Le recensioni di Francis Delane


18/09/2012

Sinceramente, mentre aspetto che l'applauso (meritato) della platea accolga il film, mi viene da pensare: "Ragazzi, meno male che almeno giovedì c'è Hope." Perché, tra Leo and I, questo film e Seven Days, temo che il mio film sarà la prima ventata di seria leggerezza in questo Festival, aperto nel segno della più cupa amarezza.

Effettivamente, la descrizione di lancio non era chiarissima, e Andrew, da vecchio volpone, è stato bravo a non dissipare il mistero prima dell'uscita. Alla fine, quel che ci troviamo di fronte è una versione moderna e misogina del Signore delle Mosche, il bellissimo classico di Golding (che prima o poi devo leggere) sull'umanità che, messa di fronte alla natura, regredisce vistosamente allo stato brado, dimostrando per l'ennesima volta come il mito del buon selvaggio alla Rousseau sia una delle più emerite stronzate mai dette in tutta la storia della filosofia. E bisogna dire che dal punto di vista dell'angoscia il film il suo lavoro lo fa non bene, di più: ho finito la lettura con una voglia matta di rassicurarmi guardandomi una puntata dei Monty Python.

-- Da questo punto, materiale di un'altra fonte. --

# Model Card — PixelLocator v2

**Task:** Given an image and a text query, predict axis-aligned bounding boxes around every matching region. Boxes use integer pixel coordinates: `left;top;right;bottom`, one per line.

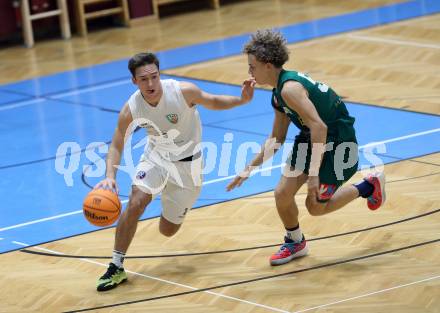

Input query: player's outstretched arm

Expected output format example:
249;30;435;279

94;103;133;193
180;78;255;110
226;110;290;191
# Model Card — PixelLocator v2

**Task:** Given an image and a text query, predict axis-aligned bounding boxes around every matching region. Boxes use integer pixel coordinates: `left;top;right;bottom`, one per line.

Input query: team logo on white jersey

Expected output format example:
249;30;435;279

167;113;179;124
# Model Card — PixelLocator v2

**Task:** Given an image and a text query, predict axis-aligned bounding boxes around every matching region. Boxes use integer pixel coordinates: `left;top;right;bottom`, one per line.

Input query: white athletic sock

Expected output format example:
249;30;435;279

112;250;125;267
286;225;302;242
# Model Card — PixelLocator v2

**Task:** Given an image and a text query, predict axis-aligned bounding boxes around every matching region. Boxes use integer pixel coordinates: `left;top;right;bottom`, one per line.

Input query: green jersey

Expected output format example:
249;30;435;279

272;70;356;141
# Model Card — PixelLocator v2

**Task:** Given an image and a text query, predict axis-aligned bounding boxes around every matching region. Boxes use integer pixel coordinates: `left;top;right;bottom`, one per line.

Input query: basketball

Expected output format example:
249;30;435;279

83;189;121;227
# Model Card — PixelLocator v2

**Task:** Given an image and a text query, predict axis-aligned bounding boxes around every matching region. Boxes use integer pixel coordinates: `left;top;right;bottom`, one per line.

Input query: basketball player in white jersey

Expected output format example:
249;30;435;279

95;53;255;291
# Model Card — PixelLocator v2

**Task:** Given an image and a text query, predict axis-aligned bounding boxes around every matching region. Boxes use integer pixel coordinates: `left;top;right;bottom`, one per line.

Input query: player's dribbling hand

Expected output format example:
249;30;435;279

93;177;119;194
241;78;256;103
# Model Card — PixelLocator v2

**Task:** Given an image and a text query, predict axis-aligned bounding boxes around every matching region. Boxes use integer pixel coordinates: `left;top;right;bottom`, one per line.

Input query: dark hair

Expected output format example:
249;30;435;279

243;29;289;68
128;52;159;77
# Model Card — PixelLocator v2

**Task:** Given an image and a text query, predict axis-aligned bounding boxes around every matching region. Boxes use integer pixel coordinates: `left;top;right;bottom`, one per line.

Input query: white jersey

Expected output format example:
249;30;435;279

128;79;202;161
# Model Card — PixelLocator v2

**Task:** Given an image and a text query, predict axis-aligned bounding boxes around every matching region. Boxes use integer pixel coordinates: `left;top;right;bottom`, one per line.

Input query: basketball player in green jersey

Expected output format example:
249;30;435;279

227;30;385;265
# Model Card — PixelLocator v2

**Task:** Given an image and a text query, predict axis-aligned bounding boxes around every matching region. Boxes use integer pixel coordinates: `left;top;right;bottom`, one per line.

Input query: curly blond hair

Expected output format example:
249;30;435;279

243;29;289;68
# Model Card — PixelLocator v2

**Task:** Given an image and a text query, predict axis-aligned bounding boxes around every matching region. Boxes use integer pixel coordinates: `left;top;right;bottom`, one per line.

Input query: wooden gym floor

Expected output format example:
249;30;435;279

0;0;440;313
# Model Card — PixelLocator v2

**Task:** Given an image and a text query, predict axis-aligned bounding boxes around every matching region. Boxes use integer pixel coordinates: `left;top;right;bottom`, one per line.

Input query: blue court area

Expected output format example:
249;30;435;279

0;1;440;253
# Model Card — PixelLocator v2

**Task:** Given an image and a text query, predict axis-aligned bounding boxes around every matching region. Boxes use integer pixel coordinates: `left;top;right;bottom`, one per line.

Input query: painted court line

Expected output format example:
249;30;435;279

346;34;440;49
0;128;440;232
12;241;289;313
293;275;440;313
0;78;131;112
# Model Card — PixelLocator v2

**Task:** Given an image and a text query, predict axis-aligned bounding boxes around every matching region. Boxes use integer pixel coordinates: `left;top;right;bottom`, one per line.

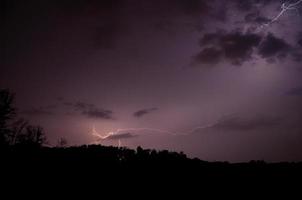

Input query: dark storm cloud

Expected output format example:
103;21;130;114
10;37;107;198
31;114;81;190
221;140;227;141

63;101;114;119
192;31;301;65
244;12;271;25
211;116;281;131
286;87;302;96
133;108;158;118
258;33;292;59
106;133;138;140
194;31;261;65
234;0;276;11
82;108;113;119
20;107;54;116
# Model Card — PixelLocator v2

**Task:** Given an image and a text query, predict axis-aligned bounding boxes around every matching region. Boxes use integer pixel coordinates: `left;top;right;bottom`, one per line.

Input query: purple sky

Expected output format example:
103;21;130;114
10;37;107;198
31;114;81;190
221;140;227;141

0;0;302;162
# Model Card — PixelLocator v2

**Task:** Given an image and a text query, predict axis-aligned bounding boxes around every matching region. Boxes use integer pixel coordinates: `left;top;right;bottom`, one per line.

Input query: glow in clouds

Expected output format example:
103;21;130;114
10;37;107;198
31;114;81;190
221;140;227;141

92;117;224;147
261;0;302;28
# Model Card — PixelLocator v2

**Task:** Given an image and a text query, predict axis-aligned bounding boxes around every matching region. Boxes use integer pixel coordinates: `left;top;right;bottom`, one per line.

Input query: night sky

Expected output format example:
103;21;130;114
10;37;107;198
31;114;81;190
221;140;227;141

0;0;302;162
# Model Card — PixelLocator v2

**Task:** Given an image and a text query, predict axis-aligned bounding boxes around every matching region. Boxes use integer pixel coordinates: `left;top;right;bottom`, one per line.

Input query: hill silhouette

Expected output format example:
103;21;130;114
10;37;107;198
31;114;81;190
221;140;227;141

0;90;302;180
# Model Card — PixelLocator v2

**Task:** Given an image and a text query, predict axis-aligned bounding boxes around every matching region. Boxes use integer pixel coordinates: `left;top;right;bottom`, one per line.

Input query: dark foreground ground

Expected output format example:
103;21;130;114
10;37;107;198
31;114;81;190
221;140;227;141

1;145;302;179
1;145;302;199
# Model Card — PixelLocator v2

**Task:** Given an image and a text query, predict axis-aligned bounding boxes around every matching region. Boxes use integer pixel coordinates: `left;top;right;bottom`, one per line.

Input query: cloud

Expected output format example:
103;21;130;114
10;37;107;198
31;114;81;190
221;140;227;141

235;0;274;12
210;116;281;131
133;108;158;118
193;31;261;65
244;11;271;25
20;107;54;116
63;101;114;119
191;31;300;66
82;108;113;119
258;33;291;61
286;87;302;96
106;133;138;140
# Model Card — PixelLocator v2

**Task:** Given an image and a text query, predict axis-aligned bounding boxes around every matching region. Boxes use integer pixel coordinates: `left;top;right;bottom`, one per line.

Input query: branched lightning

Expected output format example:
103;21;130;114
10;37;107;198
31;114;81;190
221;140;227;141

92;119;221;147
261;0;302;28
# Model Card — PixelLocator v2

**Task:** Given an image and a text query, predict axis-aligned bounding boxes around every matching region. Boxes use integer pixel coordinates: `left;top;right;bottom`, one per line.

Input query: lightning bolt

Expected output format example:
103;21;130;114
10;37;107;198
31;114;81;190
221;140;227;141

261;0;302;28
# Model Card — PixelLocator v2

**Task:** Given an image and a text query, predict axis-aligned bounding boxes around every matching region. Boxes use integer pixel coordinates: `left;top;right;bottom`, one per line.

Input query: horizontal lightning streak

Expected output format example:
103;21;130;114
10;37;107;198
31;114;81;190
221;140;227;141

260;0;302;28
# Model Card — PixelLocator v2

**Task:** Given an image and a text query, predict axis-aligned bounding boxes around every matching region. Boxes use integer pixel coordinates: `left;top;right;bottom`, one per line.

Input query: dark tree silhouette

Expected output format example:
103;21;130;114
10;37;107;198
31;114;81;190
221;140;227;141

17;125;47;147
0;89;16;146
57;137;68;148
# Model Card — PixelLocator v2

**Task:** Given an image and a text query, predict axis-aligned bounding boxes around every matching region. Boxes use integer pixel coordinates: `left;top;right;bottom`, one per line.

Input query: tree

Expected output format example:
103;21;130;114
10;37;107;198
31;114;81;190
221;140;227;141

17;125;47;147
8;119;28;145
0;89;16;146
57;137;68;147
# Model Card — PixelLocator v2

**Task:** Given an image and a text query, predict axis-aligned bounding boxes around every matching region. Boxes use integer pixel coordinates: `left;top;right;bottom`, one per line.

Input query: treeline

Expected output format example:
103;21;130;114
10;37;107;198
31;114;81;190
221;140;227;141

0;89;47;148
0;90;302;178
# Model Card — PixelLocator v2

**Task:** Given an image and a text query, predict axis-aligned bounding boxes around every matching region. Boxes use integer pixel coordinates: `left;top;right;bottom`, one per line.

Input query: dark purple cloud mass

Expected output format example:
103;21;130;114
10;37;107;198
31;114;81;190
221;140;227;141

133;108;158;117
0;0;302;161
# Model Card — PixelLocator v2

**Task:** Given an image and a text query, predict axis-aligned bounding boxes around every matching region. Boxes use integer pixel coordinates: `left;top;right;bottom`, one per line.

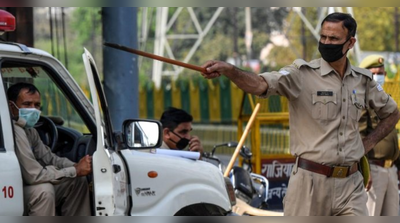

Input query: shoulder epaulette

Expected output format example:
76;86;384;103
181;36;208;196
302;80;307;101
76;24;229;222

351;66;372;80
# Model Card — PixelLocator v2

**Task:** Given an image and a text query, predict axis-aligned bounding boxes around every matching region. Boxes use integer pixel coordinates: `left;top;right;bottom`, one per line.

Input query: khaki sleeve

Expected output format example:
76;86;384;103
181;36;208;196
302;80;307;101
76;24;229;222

14;125;76;185
368;80;397;119
259;65;302;100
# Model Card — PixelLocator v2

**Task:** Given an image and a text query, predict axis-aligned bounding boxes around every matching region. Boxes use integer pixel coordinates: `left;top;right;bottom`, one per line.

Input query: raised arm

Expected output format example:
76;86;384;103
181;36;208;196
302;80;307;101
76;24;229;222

363;109;400;154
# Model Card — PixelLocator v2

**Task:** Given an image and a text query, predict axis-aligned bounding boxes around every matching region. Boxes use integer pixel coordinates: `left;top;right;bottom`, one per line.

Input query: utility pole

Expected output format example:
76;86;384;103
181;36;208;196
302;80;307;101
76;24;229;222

232;7;240;66
102;7;139;131
245;7;253;61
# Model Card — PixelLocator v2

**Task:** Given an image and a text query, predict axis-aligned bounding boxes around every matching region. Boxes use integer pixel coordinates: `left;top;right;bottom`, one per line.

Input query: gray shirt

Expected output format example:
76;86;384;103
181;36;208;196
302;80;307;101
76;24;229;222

13;120;76;185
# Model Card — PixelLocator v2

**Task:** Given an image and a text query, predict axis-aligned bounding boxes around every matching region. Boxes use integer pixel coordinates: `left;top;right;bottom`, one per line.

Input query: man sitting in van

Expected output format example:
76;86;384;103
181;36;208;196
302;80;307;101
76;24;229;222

7;83;92;216
160;107;203;154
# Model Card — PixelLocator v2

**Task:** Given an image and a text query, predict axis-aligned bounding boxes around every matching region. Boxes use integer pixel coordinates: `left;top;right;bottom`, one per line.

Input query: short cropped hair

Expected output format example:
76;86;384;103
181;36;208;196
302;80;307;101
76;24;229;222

160;107;193;131
7;82;40;102
321;12;357;38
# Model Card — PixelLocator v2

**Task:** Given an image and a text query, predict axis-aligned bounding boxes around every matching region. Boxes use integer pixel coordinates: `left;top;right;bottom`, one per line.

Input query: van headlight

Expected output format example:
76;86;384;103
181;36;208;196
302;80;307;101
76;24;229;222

224;177;236;206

Merito, va detto fin da subito, di un'ottima scelta di regia, cast e musiche. Von Trier (di cui non ho mai visto nulla, forse troppo suggestionato da Paolo Mereghetti che lo ritiene un cialtrone, ma anche dalla mia tendenza a evitare film che mi facciano passare una mezz'ora desiderando di non essere nato... almeno, ho paura che mi faccia quest'effetto) è il regista perfetto per un film che, in altri tempi, sarebbe stato interessante vedere in mano a Kubrick (il fallimento della razionalità è il tema prediletto dal grande Stanley), grande nell'evocare l'atmosfera opprimente, sudata e appiccicosa, di questo paradiso terrestre che diventa un inferno in terra, perché scoprirà che la Natura (come già insegnava Leopardi) non è madre, è matrigna.

Bravissima Sharon Stone, in un ruolo in cui nessuno se la sarebbe mai attesa; ottimo il giovane Campbell Bower; un po' troppo defilati gli altri (con Sutherland e la Gainsbourg forse presi - mi prendo la libertà di fare un po' il malevolo - più per ricreare un clima alla von Trier che per altro). Le musiche sono semplicemente meravigliose.

Come però tutti hanno notato, la sceneggiatura presenta dei buchi che, malgrado non siano evidenti a una prima lettura, dove uno si lascia prendere dagli eventi, a rifletterci bene però effettivamente pesano. So di ripetere un'opinione da tutti i recensori già detta, ma effettivamente il mancato background dei personaggi è l'unico difetto della pellicola, per di più in casi come quelli fatti notare da Mastruccio, dove avrebbe aggiunto sapore e consistenza a tutti quanti: avrebbe dato un retroterra alla follia di Barbara, che sembra un po' improvvisa, e reso più interessanti molti altri (ad esempio Kimo, che resta lasciato a se stesso). Non condivisibili altre critiche, come quella che non comprende la facilità con cui Trudy e Ingrid si uniscono alla comunità: forse sarò pieno di pregiudizi, ma fra dei tossici, specie a uno stadio così avanzato, non mi aspetto molta solidarietà.

VOTO: 77/100 (8 al sondaggio). Sì, leggete bene, gli do 8, perché creare un'atmosfera così trascinante da impedirti di ragionare sui difetti della sceneggiatura merita l'8 (voto che darei anche a film reali come Suspiria, che hanno lo stesso pregio e lo stesso difetto). E perché alla fine il film colpisce allo stomaco come i veri film di von Trier (mi fido della vostra opinione).